Sedangkan realism adalah kebalikannya dimana fakta menjadi pivot dalam berpikir. Semua masalah adalah yang telah terjadi, semua pola adalah yang telah terjadi, semua ilmu adalah yang telah terjadi. Paham ini juga berdasar pada kesadaran terhadap keterbatasa dimana manusia memiliki keterbatasan dalam berpikir. Ada banyak kombinasi ilmu yang sulit dipetakan secara holistik dalam angan-angan sehingga memahami hal melalui suatu kejadian dianggap sebagai titik tumpu yang pas sebagai dasar berpikir. Karena menerjemahkan fenomena alam tentunya akurasi dari gaya berpikir realisme lebih akurat namun seringkali kecepatan perkembangan jauh tertinggal karena pikirannya tersandera oleh indera, sedangkan kuantitas informasi yang terekam oleh indera sangat terbatas.

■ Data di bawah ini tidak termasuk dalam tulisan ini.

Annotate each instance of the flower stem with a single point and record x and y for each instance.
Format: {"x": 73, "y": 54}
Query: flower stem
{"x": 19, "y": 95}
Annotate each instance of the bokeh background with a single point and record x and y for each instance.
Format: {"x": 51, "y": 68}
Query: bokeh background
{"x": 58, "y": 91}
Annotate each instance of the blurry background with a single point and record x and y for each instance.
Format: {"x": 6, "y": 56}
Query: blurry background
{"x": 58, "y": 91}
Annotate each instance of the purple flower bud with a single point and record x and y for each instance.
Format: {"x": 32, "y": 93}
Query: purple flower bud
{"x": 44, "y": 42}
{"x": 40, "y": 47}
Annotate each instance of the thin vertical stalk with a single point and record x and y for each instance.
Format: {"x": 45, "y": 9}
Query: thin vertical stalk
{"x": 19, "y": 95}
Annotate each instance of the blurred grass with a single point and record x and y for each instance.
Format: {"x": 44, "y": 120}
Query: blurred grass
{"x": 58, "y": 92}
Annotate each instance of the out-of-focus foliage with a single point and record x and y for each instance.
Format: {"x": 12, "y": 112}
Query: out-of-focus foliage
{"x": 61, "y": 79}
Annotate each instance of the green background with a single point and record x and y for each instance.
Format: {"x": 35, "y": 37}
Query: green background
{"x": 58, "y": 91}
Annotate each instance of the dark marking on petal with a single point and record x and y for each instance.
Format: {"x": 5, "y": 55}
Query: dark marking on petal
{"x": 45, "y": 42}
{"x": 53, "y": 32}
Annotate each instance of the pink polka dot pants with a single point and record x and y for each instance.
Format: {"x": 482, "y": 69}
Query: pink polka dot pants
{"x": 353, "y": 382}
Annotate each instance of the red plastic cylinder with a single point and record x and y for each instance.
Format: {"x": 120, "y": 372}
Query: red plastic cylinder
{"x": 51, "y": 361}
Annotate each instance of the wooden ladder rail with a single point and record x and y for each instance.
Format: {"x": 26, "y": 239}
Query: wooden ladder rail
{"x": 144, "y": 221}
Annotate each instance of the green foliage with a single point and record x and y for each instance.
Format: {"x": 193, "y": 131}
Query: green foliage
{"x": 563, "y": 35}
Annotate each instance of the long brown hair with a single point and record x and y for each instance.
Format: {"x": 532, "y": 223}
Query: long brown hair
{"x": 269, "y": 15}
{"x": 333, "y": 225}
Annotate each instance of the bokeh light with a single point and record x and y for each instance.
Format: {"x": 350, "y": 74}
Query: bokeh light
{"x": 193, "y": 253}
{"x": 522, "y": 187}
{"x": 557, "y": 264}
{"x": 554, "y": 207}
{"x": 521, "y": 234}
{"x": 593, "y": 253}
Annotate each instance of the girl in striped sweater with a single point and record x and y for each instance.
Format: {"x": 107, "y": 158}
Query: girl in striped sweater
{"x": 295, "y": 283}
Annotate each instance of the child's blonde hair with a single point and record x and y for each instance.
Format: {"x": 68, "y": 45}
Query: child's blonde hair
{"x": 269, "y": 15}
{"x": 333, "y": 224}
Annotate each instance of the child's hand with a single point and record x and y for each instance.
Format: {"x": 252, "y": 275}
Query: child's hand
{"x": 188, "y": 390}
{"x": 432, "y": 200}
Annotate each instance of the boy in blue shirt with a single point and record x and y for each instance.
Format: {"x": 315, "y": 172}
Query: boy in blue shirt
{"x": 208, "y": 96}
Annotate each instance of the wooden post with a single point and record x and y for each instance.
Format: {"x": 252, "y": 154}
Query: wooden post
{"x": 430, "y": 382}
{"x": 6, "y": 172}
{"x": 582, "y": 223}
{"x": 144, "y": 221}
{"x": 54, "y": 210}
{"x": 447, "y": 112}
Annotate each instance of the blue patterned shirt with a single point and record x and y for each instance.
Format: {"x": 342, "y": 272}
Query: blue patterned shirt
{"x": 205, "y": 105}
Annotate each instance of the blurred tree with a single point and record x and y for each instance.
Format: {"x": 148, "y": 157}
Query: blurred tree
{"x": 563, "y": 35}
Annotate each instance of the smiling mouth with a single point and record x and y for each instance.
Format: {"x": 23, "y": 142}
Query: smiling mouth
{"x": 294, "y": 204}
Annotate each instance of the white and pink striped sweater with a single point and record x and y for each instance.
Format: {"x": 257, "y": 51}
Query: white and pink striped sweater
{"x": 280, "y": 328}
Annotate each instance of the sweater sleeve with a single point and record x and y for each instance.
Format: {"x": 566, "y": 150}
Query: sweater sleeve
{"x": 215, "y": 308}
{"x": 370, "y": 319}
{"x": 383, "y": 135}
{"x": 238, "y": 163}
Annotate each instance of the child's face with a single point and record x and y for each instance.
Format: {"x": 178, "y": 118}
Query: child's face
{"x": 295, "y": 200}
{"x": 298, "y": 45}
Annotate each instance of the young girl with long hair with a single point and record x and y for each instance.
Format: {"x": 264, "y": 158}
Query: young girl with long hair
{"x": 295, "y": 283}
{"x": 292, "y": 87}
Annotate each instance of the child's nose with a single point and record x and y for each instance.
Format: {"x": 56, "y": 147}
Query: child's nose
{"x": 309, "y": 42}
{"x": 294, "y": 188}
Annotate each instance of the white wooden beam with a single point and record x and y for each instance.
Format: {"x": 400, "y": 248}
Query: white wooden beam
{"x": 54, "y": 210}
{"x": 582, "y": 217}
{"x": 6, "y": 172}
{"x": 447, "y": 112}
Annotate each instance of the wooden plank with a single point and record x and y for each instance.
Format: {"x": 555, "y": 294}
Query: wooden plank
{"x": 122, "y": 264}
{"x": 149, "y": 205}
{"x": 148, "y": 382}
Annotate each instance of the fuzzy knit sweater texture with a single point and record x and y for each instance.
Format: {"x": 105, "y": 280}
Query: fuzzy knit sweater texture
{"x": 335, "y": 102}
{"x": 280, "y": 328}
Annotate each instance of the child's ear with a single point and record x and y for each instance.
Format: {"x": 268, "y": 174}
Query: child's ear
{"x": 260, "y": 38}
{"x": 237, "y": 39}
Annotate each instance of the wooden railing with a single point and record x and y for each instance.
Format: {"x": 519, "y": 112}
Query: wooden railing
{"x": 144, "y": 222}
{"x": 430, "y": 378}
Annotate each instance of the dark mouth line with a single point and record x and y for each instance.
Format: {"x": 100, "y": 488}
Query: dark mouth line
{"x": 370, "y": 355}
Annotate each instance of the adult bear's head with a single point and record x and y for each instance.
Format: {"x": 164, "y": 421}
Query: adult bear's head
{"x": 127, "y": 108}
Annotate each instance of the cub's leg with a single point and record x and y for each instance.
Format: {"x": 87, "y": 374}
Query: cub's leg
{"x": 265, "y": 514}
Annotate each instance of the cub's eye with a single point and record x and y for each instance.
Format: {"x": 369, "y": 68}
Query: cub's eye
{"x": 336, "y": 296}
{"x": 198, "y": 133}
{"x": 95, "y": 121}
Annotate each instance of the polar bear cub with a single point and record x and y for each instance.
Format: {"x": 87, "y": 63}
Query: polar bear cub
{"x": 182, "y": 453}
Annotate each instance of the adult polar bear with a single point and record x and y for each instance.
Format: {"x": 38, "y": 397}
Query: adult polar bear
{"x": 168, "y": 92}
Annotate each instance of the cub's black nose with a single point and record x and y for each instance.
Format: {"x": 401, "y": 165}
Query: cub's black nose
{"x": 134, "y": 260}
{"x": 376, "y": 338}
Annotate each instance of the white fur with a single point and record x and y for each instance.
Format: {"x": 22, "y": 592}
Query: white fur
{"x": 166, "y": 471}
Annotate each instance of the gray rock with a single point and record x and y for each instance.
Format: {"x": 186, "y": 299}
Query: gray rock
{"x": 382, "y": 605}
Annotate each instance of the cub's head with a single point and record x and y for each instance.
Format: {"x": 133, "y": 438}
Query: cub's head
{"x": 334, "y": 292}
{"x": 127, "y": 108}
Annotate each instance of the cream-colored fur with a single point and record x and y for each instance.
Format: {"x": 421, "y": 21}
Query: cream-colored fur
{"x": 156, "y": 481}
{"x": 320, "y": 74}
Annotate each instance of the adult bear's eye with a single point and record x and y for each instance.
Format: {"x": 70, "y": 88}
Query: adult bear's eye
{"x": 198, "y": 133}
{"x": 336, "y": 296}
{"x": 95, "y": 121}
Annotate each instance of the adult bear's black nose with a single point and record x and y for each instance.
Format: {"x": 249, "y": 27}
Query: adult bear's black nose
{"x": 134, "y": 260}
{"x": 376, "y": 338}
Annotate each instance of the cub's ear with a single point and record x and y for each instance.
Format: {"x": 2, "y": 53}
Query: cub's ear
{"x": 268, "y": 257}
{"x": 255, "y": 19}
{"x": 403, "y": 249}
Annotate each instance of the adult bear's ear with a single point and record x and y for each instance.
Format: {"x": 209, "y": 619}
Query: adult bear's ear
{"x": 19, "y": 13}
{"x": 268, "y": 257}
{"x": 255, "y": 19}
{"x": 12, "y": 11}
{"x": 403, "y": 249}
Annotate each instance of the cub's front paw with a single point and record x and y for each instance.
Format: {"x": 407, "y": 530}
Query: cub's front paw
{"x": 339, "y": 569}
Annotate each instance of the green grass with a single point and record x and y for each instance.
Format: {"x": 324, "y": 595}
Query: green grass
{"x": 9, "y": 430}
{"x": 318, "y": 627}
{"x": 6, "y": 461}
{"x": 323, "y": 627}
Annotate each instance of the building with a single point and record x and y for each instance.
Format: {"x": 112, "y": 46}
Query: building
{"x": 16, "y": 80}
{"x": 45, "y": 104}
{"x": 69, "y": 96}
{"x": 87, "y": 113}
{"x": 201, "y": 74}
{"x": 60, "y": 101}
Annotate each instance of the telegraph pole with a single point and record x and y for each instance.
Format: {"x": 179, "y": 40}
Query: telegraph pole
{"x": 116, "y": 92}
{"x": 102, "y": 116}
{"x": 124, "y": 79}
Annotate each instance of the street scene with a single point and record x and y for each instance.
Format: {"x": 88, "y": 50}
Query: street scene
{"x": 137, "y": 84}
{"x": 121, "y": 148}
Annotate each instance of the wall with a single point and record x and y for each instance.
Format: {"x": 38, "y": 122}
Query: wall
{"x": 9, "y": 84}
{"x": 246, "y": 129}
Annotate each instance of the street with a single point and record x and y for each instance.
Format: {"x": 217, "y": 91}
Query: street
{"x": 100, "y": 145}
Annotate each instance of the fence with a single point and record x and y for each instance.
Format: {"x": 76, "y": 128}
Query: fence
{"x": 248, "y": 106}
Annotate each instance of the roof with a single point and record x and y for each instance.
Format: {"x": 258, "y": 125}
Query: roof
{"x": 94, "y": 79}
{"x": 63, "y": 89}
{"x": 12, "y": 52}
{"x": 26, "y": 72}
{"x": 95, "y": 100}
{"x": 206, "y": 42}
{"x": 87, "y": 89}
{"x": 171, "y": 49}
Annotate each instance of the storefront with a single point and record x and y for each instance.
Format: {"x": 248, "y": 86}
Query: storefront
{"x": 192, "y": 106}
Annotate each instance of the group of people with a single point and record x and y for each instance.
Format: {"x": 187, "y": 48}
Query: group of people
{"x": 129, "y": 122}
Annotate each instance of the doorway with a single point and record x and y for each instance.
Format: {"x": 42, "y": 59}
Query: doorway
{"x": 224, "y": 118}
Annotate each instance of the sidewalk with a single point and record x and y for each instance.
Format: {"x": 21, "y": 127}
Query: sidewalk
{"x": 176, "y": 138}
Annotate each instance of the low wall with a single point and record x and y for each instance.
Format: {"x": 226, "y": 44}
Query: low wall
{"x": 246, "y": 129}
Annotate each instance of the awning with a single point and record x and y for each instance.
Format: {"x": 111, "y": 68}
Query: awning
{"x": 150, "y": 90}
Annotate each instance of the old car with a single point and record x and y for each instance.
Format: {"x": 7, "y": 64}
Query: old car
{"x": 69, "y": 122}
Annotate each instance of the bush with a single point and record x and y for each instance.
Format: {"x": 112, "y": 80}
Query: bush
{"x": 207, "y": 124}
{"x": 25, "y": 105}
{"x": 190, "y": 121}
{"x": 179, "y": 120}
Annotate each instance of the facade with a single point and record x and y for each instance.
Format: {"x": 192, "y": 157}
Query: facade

Pada era setelahnya muncul suatu tokoh, yaitu Immanuel Kant yang menjadi penengah antara dua arus tersebut. Immanuel Kant berpikir bahwa ada korelasi erat antara keduanya yang akan membuat perkembangan ilmu pengetahuan menjadi tetap cepat dengan tingkat akurasi yang meningkat. Contohnya saja demikian, jika semua arus hanya dipikiran dan tidak ada korelasinya atau korelasinya rendah dengan fakta maka ilu yang berkembang tersebut hanya akan menjadi fiksi/khayalan atau istilah lainnya adalah mempertanyakan konstribusinya untuk kehidupan. Sebaliknya, bagaimana bisa seorang ilmua diminta menyelesaikan masalah jika basis berpikirnya adalah empirisim murni? Padahal kita semua memahami bahwa ada tak hingga kombinasi kejadian yang membuat empirism murni tidak dapat bergerak karena selalu menunggu pengalaman. Perkembangannya selalu berjalan berdampingan dengan pengalamannya. Kant membuat suatu gaya berpikir sintetik apriori dimana menegaskan bahwa data fakta dapat dijadikan sebagai rujukan (a posteriori) namun setelahnya untuk menemukan berbagai pola maka manusia dapat berpikir secara apriori. Dengan demikian maka hidup diatara langit dan bumi dapat menjadi alternatif pilihan yang sangat baik.